Re: [PATCH v3 07/12] mm, swap: support flexible batch freeing of slots in different memcgs
From: Chris Li
Date: Fri May 08 2026 - 00:01:47 EST
On Tue, Apr 21, 2026 at 7:16 AM Kairui Song via B4 Relay
<devnull+kasong.tencent.com@xxxxxxxxxx> wrote:
>
> From: Kairui Song <kasong@xxxxxxxxxxx>
>
> Instead of requiring the caller to ensure all slots are in the same
> memcg, make the function handle different memcgs at once.
>
> This is both a micro optimization and required for removing the memcg
> lookup in the page table layer, so it can be unified at the swap layer.
>
> We are not removing the memcg lookup in the page table in this commit.
> It has to be done after the memcg lookup is deferred to the swap layer.
>
> Signed-off-by: Kairui Song <kasong@xxxxxxxxxxx>
Overall, it looks good.
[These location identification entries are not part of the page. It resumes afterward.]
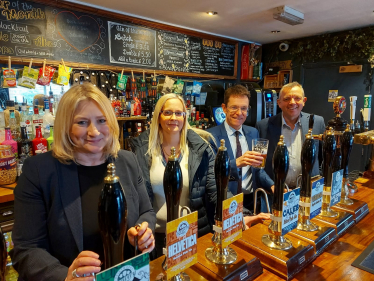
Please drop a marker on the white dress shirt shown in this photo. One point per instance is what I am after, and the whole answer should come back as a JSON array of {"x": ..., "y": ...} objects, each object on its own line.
[
  {"x": 294, "y": 142},
  {"x": 246, "y": 171}
]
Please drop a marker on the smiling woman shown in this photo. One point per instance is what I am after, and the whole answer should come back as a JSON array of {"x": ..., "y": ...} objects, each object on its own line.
[{"x": 56, "y": 231}]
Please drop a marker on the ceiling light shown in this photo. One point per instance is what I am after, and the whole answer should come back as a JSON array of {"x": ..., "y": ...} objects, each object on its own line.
[{"x": 212, "y": 13}]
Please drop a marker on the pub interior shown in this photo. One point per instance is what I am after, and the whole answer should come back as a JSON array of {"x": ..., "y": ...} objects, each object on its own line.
[{"x": 208, "y": 140}]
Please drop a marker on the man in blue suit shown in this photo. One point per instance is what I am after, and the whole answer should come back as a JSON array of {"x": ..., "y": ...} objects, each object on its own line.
[
  {"x": 293, "y": 124},
  {"x": 238, "y": 140}
]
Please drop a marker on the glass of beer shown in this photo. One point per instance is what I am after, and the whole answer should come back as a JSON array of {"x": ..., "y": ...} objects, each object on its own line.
[{"x": 261, "y": 146}]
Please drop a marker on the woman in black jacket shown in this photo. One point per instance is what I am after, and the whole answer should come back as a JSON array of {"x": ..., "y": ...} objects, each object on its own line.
[
  {"x": 170, "y": 128},
  {"x": 56, "y": 230}
]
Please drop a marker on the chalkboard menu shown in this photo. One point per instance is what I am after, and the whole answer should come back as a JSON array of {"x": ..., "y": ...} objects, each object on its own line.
[{"x": 29, "y": 29}]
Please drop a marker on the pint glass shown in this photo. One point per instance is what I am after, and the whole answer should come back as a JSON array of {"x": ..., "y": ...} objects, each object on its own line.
[{"x": 261, "y": 146}]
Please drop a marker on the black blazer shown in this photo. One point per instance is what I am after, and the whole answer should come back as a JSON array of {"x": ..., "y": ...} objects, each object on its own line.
[{"x": 48, "y": 231}]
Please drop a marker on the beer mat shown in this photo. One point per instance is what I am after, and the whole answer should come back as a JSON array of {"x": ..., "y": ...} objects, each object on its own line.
[{"x": 365, "y": 261}]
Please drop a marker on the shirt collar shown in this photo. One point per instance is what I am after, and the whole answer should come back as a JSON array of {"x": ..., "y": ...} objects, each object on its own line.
[
  {"x": 298, "y": 122},
  {"x": 231, "y": 131}
]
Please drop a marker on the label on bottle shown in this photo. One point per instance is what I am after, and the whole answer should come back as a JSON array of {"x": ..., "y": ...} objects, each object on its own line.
[
  {"x": 316, "y": 199},
  {"x": 290, "y": 210},
  {"x": 336, "y": 187}
]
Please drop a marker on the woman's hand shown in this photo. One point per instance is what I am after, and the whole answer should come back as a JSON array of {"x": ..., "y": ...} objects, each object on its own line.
[
  {"x": 146, "y": 241},
  {"x": 86, "y": 263},
  {"x": 252, "y": 220}
]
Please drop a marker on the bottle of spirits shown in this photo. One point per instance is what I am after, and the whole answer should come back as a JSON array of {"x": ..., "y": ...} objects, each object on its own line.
[
  {"x": 14, "y": 127},
  {"x": 10, "y": 141},
  {"x": 112, "y": 213},
  {"x": 37, "y": 120},
  {"x": 48, "y": 119},
  {"x": 24, "y": 144},
  {"x": 50, "y": 139},
  {"x": 26, "y": 120},
  {"x": 39, "y": 143}
]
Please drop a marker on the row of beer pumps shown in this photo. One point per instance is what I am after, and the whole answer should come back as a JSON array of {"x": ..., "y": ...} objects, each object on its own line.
[{"x": 316, "y": 213}]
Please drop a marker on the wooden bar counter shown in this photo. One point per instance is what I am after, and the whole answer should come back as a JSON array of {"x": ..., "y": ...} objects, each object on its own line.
[{"x": 335, "y": 262}]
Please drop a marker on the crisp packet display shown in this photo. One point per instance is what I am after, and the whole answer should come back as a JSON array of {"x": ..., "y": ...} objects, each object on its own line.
[
  {"x": 45, "y": 79},
  {"x": 9, "y": 78},
  {"x": 28, "y": 78},
  {"x": 63, "y": 75}
]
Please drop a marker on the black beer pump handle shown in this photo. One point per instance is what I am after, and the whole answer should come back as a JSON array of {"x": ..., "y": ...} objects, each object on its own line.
[
  {"x": 280, "y": 169},
  {"x": 311, "y": 121}
]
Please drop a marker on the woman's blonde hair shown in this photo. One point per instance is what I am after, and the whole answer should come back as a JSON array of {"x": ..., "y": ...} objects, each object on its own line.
[
  {"x": 63, "y": 147},
  {"x": 156, "y": 136}
]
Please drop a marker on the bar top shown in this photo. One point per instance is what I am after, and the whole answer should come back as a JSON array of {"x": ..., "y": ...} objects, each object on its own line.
[{"x": 335, "y": 262}]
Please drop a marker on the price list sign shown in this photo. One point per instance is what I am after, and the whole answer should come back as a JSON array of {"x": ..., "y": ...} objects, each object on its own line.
[
  {"x": 232, "y": 218},
  {"x": 181, "y": 244},
  {"x": 336, "y": 187},
  {"x": 132, "y": 45},
  {"x": 290, "y": 210}
]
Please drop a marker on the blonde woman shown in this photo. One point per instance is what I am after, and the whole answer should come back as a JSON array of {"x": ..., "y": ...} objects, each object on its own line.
[
  {"x": 56, "y": 232},
  {"x": 170, "y": 128}
]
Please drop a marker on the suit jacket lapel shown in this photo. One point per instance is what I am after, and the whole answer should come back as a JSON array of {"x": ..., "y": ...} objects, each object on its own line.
[
  {"x": 71, "y": 201},
  {"x": 304, "y": 124},
  {"x": 227, "y": 142}
]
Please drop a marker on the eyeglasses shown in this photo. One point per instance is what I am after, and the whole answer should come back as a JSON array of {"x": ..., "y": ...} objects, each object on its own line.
[
  {"x": 169, "y": 113},
  {"x": 244, "y": 109}
]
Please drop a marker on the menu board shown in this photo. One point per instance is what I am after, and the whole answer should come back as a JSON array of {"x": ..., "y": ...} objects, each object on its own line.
[{"x": 34, "y": 30}]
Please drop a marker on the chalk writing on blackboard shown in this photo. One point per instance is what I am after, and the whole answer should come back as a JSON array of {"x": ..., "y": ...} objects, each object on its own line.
[{"x": 132, "y": 45}]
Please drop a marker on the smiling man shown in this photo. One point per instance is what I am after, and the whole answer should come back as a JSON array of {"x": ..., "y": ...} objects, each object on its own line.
[
  {"x": 293, "y": 124},
  {"x": 238, "y": 140}
]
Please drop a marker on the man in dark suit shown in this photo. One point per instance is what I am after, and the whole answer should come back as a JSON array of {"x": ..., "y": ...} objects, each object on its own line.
[
  {"x": 293, "y": 124},
  {"x": 238, "y": 140}
]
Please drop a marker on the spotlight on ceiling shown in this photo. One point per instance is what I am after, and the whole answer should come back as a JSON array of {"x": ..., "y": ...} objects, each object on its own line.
[{"x": 212, "y": 13}]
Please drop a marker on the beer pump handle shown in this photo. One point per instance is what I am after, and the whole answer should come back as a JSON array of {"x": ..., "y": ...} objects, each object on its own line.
[
  {"x": 173, "y": 184},
  {"x": 308, "y": 158},
  {"x": 328, "y": 152},
  {"x": 346, "y": 146},
  {"x": 353, "y": 100},
  {"x": 222, "y": 173},
  {"x": 311, "y": 121},
  {"x": 280, "y": 169}
]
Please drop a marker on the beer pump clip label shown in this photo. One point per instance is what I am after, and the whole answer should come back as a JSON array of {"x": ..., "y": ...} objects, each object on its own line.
[
  {"x": 336, "y": 187},
  {"x": 181, "y": 244},
  {"x": 232, "y": 219},
  {"x": 136, "y": 268},
  {"x": 290, "y": 210},
  {"x": 316, "y": 200}
]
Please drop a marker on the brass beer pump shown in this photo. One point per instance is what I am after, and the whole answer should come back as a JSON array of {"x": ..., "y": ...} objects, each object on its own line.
[
  {"x": 217, "y": 254},
  {"x": 275, "y": 239}
]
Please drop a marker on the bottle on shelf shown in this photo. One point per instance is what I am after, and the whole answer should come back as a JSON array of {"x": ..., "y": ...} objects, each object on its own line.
[
  {"x": 50, "y": 139},
  {"x": 48, "y": 119},
  {"x": 26, "y": 119},
  {"x": 24, "y": 144},
  {"x": 14, "y": 126},
  {"x": 37, "y": 120},
  {"x": 10, "y": 141},
  {"x": 39, "y": 143}
]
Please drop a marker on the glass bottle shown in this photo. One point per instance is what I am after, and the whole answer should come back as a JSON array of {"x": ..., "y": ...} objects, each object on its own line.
[
  {"x": 26, "y": 120},
  {"x": 39, "y": 143},
  {"x": 24, "y": 144},
  {"x": 50, "y": 139},
  {"x": 112, "y": 214},
  {"x": 14, "y": 126},
  {"x": 9, "y": 141}
]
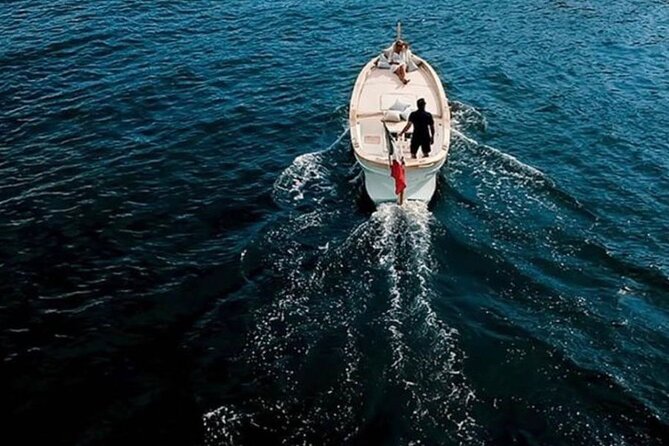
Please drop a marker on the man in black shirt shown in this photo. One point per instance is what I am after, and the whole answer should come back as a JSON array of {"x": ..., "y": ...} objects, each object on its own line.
[{"x": 423, "y": 131}]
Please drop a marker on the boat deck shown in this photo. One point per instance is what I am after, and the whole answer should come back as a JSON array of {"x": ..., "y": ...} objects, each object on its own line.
[{"x": 381, "y": 88}]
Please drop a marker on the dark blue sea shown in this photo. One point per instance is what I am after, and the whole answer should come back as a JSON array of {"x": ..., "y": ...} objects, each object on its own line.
[{"x": 188, "y": 256}]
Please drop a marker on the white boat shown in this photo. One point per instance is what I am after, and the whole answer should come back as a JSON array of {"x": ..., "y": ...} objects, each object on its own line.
[{"x": 376, "y": 90}]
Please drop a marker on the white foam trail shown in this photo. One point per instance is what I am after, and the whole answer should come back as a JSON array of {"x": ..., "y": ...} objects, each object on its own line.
[
  {"x": 307, "y": 170},
  {"x": 439, "y": 394}
]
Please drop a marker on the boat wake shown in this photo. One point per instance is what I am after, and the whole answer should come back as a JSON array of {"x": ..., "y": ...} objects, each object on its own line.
[{"x": 346, "y": 336}]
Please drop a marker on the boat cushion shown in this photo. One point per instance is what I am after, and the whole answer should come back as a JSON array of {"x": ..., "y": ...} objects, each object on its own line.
[
  {"x": 395, "y": 101},
  {"x": 392, "y": 116}
]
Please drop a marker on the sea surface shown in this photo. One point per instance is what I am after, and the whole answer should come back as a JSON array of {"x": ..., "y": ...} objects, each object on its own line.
[{"x": 188, "y": 257}]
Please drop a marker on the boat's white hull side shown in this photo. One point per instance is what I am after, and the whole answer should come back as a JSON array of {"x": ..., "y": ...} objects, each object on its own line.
[{"x": 380, "y": 186}]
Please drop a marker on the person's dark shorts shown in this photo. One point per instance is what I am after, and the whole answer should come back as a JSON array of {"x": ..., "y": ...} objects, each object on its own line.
[{"x": 424, "y": 144}]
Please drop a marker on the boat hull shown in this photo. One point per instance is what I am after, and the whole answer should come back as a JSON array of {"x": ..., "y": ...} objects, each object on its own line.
[{"x": 380, "y": 186}]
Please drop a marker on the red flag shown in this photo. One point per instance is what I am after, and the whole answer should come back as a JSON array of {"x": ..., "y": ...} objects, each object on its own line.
[{"x": 397, "y": 172}]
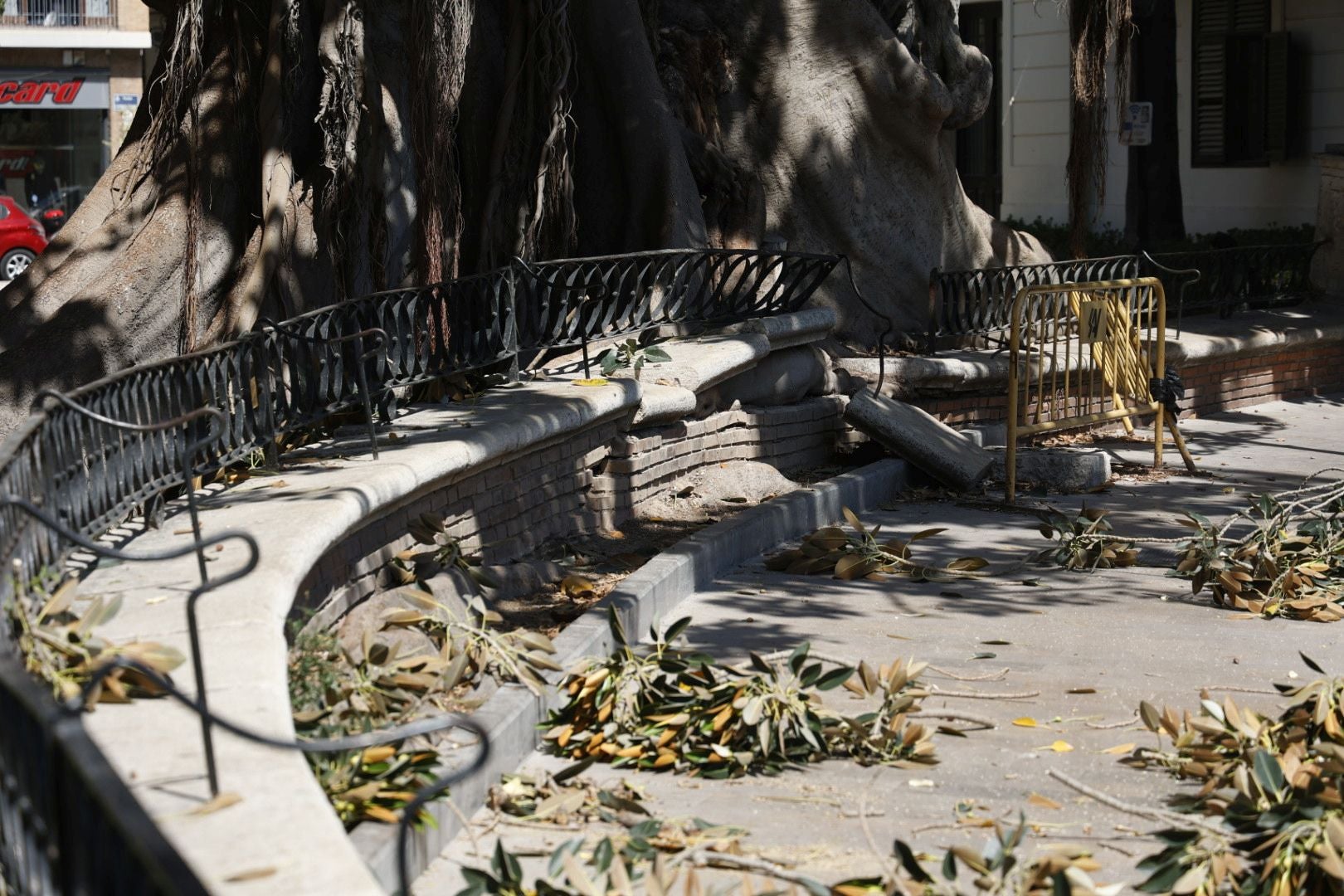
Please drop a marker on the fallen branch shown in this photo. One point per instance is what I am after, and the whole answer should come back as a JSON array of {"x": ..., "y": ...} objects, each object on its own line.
[
  {"x": 981, "y": 694},
  {"x": 957, "y": 716},
  {"x": 988, "y": 676},
  {"x": 1108, "y": 726},
  {"x": 1176, "y": 820}
]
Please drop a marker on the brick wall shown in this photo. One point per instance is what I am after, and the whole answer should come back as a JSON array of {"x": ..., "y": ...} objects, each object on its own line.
[
  {"x": 499, "y": 511},
  {"x": 1211, "y": 386},
  {"x": 580, "y": 483},
  {"x": 1238, "y": 382},
  {"x": 645, "y": 464}
]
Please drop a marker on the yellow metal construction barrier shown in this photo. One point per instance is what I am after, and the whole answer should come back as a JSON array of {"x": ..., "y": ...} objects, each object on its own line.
[{"x": 1083, "y": 353}]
Some nitpicks follow.
Acked-by: Chris Li <chrisl@xxxxxxxxxx>
> ---
> mm/swapfile.c | 33 +++++++++++++++++++++++++++++----
> 1 file changed, 29 insertions(+), 4 deletions(-)
>
> diff --git a/mm/swapfile.c b/mm/swapfile.c
> index e1ad77a69e54..8d3d22c463f3 100644
> --- a/mm/swapfile.c
> +++ b/mm/swapfile.c
> @@ -1872,21 +1872,46 @@ void __swap_cluster_free_entries(struct swap_info_struct *si,
> unsigned int ci_start, unsigned int nr_pages)
> {
> unsigned long old_tb;
> + unsigned int type = si->type;
> + unsigned short id = 0, id_cur;
Nitpick: I'm tempted to rename a few variables to improve my
understanding. Feel free to keep it as it is.
id -> batch_id
> unsigned int ci_off = ci_start, ci_end = ci_start + nr_pages;
> - unsigned long offset = cluster_offset(si, ci) + ci_start;
> + unsigned long offset = cluster_offset(si, ci);
Nitpick: offset -> ci_offset. This is the fixed offset of the ci which
is a fixed in the loop.
> + unsigned int ci_batch = ci_off;
Nitpick: ci_batch -> batch_off, this one go with the batch_id.
> + swp_entry_t entry;
>
> VM_WARN_ON(ci->count < nr_pages);
>
> ci->count -= nr_pages;
> do {
> old_tb = __swap_table_get(ci, ci_off);
> - /* Release the last ref, or after swap cache is dropped */
> + /*
> + * Freeing is done after release of the last swap count
> + * ref, or after swap cache is dropped
> + */
> VM_WARN_ON(!swp_tb_is_shadow(old_tb) || __swp_tb_get_count(old_tb) > 1);
> __swap_table_set(ci, ci_off, null_to_swp_tb());
> +
> + /*
> + * Uncharge swap slots by memcg in batches. Consecutive
> + * slots with the same cgroup id are uncharged together.
> + */
> + entry = swp_entry(type, offset + ci_off);
Nitpick: This line confused me a bit. Two offsets are mentioned here:
"offset + ci_offset". One would assume that ci_offset is the offset of
the ci, and the offset is the incremental one. It is the other way
around.
> + id_cur = lookup_swap_cgroup_id(entry);
> + if (id != id_cur) {
> + if (id)
> + mem_cgroup_uncharge_swap(swp_entry(type, offset + ci_batch),
> + ci_off - ci_batch);
With the above rename, this become:
"... swp_entry(type, ci_offset + batch_off)," ; This combined the
offset turn into the swap entry.
"ci_off - batch_off". That is the running length from the beginning of batch.
> + id = id_cur;
> + ci_batch = ci_off;
> + }
> } while (++ci_off < ci_end);
>
> - mem_cgroup_uncharge_swap(swp_entry(si->type, offset), nr_pages);
> - swap_range_free(si, offset, nr_pages);
> + if (id) {
This becomes `if (batch_id)`, meaning if we have pending batching, we
flush the current batch.
Chris